As Derek's example shows, comparing the scenarios enabled by a metadata based file system against those enabled by desktop search is like comparing navigating one's music library using iTunes versus using Google Desktop Search or the MSN Desktop Search to locate audio files.
WinFS could have anchored Microsoft's plans to unify search across the desktop, network and the Internet. Further delay creates opportunity for competitors like Google to deliver workable products. It's now obvious that rather than provide placeholder desktop search capabilities until Longhorn shipped, MSN will be Microsoft's major provider on the Windows desktop. That's assuming people really need the capability. Colleague Eric Peterson and I chatted about desktop search on Friday. Neither of us is convinced any of the current approaches hit the real consumer need. I see that as making more meaningful disparate bits of information and complex content types, like digital photos, music or videos.

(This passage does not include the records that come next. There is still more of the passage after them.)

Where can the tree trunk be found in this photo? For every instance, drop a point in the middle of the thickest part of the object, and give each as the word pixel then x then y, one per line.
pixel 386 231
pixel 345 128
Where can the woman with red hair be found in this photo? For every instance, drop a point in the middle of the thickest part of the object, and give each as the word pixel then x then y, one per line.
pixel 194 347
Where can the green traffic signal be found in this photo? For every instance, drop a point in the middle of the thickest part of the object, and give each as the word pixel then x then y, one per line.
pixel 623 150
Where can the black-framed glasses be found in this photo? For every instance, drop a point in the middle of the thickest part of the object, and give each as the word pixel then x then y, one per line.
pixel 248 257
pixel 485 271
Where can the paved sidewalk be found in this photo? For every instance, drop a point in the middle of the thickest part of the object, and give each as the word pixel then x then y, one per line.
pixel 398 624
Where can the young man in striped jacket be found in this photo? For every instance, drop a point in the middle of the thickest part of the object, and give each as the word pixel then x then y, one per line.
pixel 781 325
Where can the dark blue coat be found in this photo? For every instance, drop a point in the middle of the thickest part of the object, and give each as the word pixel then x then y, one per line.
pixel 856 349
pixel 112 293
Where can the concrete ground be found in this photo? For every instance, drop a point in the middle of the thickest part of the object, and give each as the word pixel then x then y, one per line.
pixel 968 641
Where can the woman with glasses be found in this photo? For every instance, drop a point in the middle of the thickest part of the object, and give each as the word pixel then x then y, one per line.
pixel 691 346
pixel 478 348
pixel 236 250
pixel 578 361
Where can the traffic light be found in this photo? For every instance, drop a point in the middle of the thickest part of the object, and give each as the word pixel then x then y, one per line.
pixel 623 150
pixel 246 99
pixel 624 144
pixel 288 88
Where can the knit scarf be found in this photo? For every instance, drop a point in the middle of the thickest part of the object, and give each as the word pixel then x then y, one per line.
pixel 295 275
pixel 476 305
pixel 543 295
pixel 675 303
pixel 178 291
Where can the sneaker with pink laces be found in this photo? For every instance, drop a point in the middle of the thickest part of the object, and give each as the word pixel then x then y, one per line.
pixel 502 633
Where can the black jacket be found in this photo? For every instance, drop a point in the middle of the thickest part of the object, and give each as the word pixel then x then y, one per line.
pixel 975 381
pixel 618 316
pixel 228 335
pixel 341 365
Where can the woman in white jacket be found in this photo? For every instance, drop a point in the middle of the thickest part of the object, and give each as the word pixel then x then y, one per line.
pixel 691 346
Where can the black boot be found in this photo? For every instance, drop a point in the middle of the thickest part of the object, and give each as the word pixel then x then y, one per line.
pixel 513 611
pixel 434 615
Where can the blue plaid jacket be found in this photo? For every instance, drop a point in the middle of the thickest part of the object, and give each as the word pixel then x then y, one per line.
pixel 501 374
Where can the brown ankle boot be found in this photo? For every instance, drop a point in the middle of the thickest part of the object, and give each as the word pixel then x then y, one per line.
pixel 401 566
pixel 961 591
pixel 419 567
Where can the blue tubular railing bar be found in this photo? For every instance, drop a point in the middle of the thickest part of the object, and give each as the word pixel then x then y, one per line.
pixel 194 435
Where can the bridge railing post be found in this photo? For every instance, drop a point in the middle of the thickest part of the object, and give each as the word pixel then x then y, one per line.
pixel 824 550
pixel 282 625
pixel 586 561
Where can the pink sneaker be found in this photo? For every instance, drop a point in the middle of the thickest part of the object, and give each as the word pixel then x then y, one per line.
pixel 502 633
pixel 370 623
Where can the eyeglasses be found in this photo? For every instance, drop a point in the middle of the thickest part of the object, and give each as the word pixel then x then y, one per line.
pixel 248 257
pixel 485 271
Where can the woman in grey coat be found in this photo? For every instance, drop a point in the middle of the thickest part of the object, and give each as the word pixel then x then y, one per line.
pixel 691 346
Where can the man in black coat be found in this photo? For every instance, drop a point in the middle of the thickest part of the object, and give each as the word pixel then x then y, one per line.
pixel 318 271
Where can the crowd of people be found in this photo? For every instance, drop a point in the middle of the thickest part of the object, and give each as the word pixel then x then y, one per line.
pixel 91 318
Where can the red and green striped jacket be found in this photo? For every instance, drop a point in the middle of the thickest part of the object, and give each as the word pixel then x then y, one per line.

WinFS promised to hit that need, particularly in Microsoft public demonstrations of Longhorn's capabilities. Now the onus and opportunity will fall on Apple, which plans to release metadata search capabilities with Mac OS 10.4 (a.k.a. "Tiger") in 2005. Right now, metadata holds the best promise of delivering more meaningful search and making sense of all the digital content piling up on consumers' and Websites' hard drives. But there are no standards around metadata. Now is the time for vendors to rally around a standard. No standard is a big problem. Take for example online music stores like iTunes, MSN Music or Napster, which all tag metadata slightly differently. Digital cameras capture some metadata about pictures, but not necessarily the same way. Then there are consumers using photo software to create their own custom metadata tags when they import photos.

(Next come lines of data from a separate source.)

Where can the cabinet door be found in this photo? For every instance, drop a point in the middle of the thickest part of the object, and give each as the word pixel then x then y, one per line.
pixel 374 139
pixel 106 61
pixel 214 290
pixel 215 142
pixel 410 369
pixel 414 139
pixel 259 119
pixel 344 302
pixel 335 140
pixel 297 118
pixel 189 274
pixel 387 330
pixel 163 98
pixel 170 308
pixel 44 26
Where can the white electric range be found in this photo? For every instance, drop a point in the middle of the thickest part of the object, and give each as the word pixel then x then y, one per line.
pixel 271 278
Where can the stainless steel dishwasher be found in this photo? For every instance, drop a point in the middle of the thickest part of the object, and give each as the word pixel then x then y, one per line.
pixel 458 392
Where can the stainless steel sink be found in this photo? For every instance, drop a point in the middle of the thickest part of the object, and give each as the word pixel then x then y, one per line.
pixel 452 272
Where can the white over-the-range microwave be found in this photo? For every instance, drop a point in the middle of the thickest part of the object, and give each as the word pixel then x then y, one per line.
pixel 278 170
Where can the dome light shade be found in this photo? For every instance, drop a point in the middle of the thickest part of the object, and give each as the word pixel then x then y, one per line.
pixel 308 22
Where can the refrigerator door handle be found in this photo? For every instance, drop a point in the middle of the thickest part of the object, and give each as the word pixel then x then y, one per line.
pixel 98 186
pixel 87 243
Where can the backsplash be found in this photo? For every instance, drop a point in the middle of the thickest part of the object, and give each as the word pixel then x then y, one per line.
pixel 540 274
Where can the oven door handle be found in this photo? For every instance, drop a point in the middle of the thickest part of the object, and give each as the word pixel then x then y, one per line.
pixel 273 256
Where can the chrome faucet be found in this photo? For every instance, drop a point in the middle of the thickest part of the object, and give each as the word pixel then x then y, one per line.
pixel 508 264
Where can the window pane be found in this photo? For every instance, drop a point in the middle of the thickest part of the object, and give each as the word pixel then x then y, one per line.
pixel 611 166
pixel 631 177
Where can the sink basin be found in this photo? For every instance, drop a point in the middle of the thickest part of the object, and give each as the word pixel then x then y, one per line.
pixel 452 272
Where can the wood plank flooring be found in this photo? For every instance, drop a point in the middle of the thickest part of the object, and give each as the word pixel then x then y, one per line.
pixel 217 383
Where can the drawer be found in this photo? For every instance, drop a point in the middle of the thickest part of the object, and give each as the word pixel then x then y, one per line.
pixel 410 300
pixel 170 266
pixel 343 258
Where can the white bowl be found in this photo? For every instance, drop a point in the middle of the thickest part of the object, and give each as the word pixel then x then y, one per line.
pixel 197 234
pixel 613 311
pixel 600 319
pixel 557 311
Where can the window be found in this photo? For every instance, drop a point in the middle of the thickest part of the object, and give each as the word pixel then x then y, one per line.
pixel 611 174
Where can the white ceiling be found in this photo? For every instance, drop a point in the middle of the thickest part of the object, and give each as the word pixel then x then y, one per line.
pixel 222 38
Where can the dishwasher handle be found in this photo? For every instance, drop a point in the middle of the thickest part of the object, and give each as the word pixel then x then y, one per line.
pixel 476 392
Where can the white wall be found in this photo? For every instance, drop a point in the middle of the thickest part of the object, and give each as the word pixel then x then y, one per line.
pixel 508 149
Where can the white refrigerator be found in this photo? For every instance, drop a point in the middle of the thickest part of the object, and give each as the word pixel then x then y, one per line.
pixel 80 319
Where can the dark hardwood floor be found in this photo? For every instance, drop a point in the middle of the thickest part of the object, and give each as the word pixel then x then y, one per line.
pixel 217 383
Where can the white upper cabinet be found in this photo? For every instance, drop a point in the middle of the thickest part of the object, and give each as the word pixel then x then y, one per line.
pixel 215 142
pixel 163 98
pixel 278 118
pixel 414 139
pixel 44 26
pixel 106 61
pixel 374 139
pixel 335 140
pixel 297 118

I agree with his statements about where the real consumer need lies but disagree when he states that no standards around metadata exist. Music files have ID3 and digital images have EXIF. The problem isn't a lack of standards but instead a lack of support for these standards which is a totally different beast.
I was gung ho about WinFS because it looked like Microsoft was going to deliver a platform that made it easy for developers to build applications that took advantage of the rich metadata inherent in user documents and digital media. Of course, this would require applications that created content (e.g. digital cameras) to actually generate such metadata which they don't today. I find it sad to read posts like Robert Scoble's Desktop Search Reviewers' Guide where he wrote
2) Know what it can and can't do. For instance, desktop search today isn't good at finding photos. Why? Because when you take a photo the only thing that the computer knows about that file is the name and some information that the camera puts into the file (like the date it was taken, the shutter speed, etc). And the file name is usually something like DSC0050.jpg so that really isn't going to help you search for it. Hint: put your photos into a folder with a name like "wedding photos" and then your desktop search can find your wedding photos.

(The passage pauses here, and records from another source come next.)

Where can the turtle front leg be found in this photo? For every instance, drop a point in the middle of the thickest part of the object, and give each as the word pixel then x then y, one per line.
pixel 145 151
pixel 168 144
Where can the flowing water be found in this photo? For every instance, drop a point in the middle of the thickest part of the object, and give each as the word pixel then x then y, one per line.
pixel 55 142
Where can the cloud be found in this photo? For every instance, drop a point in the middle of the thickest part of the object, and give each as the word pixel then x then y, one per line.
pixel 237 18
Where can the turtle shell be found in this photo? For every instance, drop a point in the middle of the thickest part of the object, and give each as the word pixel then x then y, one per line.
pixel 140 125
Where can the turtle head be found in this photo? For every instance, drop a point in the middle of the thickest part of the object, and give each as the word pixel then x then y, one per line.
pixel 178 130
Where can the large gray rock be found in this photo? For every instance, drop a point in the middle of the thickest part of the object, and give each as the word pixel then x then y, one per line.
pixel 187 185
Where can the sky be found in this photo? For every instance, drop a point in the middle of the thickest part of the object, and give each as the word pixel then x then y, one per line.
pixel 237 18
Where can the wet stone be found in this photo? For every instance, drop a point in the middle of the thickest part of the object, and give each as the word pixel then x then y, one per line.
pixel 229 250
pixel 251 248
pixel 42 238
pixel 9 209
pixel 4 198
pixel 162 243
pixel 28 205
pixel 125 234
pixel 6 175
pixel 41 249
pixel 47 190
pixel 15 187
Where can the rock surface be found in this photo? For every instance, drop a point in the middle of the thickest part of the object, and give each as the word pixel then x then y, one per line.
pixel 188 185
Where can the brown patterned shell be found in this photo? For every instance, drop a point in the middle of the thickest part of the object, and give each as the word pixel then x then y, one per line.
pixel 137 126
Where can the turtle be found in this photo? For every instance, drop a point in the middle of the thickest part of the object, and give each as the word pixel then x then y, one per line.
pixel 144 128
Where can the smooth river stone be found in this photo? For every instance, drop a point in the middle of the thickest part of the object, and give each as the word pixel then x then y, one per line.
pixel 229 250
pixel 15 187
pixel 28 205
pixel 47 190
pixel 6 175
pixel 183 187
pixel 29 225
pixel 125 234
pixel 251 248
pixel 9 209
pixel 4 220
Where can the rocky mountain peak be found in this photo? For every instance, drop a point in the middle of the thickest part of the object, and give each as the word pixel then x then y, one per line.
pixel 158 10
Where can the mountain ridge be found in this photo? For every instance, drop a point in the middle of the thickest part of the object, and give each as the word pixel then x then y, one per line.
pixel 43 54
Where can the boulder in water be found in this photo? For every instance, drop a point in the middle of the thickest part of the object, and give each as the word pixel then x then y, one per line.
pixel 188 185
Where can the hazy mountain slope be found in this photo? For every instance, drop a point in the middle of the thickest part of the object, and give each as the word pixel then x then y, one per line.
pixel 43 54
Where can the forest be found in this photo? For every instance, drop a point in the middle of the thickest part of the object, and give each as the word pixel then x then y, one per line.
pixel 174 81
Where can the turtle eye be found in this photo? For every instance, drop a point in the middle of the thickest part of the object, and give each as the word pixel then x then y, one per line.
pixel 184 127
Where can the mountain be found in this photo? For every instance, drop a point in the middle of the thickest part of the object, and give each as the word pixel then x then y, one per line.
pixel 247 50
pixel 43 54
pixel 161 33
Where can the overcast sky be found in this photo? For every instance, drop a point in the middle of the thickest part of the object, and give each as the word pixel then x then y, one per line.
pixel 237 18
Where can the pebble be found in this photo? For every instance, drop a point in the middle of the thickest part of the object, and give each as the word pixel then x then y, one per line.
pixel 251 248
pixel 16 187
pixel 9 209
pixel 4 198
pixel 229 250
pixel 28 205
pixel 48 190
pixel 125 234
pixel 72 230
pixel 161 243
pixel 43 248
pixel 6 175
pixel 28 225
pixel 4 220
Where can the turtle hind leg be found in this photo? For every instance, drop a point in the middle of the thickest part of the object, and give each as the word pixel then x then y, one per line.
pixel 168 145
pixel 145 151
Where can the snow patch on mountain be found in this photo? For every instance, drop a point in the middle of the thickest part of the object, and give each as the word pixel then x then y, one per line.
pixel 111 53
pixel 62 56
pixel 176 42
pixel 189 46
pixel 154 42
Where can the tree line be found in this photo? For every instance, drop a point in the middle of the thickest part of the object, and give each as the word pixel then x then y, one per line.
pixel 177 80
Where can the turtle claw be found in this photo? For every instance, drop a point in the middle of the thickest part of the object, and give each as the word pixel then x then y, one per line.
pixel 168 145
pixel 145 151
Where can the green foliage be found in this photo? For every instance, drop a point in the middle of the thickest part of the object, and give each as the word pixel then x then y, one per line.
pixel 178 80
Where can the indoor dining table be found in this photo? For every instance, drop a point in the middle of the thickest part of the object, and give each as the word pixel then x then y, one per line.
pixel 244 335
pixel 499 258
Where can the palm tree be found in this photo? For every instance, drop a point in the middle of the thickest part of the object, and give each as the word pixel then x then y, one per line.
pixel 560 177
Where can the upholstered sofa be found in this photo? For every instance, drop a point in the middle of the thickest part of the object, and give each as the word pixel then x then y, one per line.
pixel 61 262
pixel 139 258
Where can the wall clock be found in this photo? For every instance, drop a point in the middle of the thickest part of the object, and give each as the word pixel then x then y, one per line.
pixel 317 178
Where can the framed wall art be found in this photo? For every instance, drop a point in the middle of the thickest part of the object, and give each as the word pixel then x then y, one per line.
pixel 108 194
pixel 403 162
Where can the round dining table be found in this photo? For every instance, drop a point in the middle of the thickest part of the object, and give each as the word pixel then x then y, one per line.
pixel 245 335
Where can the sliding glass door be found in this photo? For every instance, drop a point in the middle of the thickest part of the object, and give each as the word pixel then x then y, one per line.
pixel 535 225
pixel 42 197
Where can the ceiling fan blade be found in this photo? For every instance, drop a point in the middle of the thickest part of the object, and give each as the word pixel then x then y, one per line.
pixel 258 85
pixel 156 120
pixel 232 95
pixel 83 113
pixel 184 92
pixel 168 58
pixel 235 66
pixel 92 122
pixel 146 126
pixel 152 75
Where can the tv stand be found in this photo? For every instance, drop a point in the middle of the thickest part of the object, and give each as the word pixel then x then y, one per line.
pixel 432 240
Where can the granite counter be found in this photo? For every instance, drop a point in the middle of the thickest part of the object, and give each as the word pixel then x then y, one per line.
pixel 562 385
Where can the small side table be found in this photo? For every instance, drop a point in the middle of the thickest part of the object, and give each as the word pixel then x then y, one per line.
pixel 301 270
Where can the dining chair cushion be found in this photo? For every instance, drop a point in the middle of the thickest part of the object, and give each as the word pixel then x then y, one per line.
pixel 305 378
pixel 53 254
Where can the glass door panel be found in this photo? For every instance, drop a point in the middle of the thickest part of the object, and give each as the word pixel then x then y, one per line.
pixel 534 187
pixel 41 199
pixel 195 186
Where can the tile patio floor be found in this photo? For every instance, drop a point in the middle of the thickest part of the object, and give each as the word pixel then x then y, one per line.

What is so depressing about this post is that it costs very little for the digital camera or its associated software to tag JPEG files with comments like 'wedding photos' as part of the EXIF data which would then make them accessible to various applications including desktop search tools.
Perhaps the solution isn't expending resources to build a metadata platform that will be ignored by applications that create content today but instead giving these applications incentive to generate this metadata. For example, once I bought an iPod I became very careful to ensure that the ID3 information on the MP3s I'd load on it were accurate since I had a poor user experience otherwise.
I wonder what the iPod for digital photography is going to be. Maybe Microsoft should be investing in building such applications instead of boiling the oceans with efforts like WinFS which aim to ship everything including the kitchen sink in version 1.0.